Conley, 19, said his other artwork, which was highly commended at the opening of the Inside Out art exhibition, titled Forgotten represented Alzheimer’s disease.
Regina said she was blown away by the high quality of the artwork, and she said the students were wise beyond their years.
“My goodness, I needed to help make use of their creativity to apply and make the best version, which could be used to create awareness of mental health,”
“Only with that can we create a medium of artworks, a communication of something unheard.
“True artworks come from the artist’s own journey.”
Headspace Bundaberg’s centre manager Dean Hyland said each piece of artwork in the Inside Out art exhibition had its own meaning, and it was up to the viewer to interpret.
“It’s a fantastic collaboration with CQU and Headspace,” Dean said.

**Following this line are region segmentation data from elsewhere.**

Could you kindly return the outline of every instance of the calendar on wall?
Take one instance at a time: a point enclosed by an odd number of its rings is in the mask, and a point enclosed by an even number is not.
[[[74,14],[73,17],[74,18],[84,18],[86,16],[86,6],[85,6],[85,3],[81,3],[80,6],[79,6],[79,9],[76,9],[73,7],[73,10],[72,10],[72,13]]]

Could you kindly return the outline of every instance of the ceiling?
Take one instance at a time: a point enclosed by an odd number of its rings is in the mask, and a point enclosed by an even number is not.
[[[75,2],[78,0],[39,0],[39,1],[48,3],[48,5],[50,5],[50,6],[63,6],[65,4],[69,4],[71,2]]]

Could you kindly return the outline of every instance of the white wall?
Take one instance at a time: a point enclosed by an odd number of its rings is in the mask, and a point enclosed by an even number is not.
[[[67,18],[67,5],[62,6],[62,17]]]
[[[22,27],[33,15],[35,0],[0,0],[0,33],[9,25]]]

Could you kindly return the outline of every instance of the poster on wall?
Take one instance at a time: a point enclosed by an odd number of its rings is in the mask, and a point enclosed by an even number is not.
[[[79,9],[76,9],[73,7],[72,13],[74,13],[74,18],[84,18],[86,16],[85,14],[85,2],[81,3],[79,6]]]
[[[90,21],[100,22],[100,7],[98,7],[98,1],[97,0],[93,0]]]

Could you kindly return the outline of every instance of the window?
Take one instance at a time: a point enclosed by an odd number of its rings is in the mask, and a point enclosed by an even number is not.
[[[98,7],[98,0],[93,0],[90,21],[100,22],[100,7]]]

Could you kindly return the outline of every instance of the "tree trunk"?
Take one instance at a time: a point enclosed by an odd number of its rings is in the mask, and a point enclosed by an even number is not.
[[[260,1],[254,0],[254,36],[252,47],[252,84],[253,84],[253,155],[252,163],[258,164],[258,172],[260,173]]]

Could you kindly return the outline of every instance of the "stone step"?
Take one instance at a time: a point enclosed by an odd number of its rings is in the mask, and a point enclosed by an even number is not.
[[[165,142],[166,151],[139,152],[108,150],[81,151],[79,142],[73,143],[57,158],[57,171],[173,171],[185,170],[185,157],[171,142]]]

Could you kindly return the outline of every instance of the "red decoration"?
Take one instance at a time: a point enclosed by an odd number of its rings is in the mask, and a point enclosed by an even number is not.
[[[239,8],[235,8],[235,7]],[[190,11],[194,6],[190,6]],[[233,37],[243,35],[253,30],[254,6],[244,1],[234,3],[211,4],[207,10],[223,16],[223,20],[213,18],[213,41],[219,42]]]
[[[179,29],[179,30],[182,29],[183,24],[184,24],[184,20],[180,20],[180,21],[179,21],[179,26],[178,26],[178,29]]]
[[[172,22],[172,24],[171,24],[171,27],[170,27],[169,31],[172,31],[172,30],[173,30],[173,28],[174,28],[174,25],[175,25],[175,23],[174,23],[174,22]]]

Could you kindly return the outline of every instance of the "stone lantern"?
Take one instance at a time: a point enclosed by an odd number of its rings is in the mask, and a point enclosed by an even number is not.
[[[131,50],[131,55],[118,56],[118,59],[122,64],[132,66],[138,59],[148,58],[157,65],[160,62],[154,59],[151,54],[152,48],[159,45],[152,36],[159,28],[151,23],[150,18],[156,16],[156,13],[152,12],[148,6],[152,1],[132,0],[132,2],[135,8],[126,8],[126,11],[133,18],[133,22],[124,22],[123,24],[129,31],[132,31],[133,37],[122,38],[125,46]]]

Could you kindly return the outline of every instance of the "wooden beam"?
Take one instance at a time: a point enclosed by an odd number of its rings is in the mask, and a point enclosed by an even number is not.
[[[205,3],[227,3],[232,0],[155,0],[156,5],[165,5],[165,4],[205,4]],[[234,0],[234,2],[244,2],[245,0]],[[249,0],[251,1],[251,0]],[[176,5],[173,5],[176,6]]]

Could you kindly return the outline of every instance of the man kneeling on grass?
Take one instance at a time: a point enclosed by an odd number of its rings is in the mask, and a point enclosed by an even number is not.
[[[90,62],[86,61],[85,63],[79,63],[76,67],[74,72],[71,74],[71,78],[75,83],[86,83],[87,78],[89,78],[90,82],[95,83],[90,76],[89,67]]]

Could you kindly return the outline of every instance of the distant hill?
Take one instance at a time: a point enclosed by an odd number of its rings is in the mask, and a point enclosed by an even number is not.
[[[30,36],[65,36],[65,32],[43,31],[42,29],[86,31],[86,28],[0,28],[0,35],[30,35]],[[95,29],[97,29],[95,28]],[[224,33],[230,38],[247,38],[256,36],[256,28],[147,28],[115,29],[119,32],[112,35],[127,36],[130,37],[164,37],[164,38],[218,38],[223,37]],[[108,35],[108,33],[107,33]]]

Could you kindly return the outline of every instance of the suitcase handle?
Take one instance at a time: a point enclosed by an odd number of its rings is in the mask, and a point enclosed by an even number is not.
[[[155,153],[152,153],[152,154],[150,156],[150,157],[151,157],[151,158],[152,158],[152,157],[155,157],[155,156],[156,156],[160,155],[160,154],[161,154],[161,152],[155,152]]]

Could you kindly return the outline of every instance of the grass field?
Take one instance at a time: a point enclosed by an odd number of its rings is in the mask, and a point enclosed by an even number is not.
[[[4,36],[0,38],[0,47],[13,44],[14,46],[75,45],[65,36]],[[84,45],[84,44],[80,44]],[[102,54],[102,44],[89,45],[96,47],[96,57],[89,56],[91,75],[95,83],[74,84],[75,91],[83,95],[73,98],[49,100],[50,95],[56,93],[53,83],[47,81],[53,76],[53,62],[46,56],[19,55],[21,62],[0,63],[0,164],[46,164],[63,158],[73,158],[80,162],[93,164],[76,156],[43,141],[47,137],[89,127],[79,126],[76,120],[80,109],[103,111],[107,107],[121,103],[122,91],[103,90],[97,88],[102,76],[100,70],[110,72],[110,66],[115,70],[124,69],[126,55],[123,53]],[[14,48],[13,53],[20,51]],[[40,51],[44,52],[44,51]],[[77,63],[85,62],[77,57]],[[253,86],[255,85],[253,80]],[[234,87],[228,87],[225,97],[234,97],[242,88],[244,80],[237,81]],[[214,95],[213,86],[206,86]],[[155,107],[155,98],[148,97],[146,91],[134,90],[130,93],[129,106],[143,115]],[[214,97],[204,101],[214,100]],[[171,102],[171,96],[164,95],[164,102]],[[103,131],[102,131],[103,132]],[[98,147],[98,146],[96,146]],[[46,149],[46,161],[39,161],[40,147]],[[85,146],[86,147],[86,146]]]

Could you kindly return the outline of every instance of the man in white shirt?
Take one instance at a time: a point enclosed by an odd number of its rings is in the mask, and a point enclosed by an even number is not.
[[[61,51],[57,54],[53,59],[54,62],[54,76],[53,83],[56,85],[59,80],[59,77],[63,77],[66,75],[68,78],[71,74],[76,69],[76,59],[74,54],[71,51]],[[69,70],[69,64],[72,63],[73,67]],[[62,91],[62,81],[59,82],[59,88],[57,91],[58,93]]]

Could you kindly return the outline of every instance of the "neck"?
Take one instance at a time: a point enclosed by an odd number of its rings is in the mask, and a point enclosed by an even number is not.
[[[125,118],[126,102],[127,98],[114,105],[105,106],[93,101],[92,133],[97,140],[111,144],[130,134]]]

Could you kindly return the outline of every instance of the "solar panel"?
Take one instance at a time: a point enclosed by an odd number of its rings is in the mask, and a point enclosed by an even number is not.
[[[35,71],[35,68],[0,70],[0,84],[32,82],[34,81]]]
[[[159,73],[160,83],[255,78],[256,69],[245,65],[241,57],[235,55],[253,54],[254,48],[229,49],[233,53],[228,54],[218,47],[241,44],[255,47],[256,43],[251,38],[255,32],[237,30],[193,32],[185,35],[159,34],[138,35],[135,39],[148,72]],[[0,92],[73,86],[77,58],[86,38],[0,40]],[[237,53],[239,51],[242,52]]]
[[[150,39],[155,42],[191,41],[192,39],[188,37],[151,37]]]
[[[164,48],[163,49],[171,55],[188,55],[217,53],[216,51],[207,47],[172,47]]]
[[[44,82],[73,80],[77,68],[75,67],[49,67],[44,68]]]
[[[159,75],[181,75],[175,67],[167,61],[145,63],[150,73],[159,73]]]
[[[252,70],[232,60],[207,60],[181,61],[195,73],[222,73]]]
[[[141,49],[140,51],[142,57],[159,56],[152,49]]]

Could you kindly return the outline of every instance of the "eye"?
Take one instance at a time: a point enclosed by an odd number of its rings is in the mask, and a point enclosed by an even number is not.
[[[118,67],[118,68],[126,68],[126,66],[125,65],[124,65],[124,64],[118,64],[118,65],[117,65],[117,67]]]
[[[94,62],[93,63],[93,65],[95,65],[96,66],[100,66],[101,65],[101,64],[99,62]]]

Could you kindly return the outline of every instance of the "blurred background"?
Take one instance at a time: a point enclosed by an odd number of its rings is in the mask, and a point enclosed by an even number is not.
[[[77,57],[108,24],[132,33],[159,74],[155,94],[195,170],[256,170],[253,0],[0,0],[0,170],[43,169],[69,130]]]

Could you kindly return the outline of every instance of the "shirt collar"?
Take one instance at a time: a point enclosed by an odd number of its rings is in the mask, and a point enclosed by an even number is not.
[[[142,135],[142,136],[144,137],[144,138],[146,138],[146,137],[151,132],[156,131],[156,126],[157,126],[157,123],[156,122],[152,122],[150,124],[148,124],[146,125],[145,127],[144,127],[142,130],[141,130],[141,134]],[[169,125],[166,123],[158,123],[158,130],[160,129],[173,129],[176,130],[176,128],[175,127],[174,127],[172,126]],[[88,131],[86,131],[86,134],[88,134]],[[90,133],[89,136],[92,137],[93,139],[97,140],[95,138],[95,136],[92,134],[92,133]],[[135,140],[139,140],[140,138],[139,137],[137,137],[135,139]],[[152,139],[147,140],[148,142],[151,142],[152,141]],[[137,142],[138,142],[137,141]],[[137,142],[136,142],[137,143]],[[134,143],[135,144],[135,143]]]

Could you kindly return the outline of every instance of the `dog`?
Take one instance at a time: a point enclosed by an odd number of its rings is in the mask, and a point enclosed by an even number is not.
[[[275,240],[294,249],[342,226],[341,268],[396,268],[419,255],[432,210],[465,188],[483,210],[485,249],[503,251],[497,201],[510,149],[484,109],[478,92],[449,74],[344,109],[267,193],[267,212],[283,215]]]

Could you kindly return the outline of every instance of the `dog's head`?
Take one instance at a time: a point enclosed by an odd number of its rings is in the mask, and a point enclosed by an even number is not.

“For the level of the artwork being produced, from local to international, having this quality of arts in Bundaberg – we are just so, so lucky.
“Artists have the ability to tell their stories, some are really heart wrenching, so it is that pitching of taking the inside emotions and showcasing them on the outside, and the name Inside Out is ideal for this exhibition.”
First year art student Amber Christensen said she wanted people to connect with her art pieces on another level.
“I really want my work to speak to people,” she said.
“I like to think into my work deeply, and I do a lot of research when creating my work.
“I feel really great having my work on display here at the Inside Out exhibition.”
Headspace Youth Engagement Committee member Rhys Williams said artwork had the ability to help release emotions, and it was great to see the varied artwork on display.
“It’s great that Regina approached us, wanting to do an exhibition relating to mental health,” he said.
“It’s a great way to help explain emotions – through art.
“Engaging young artist to help share their message around mental health is really fantastic.”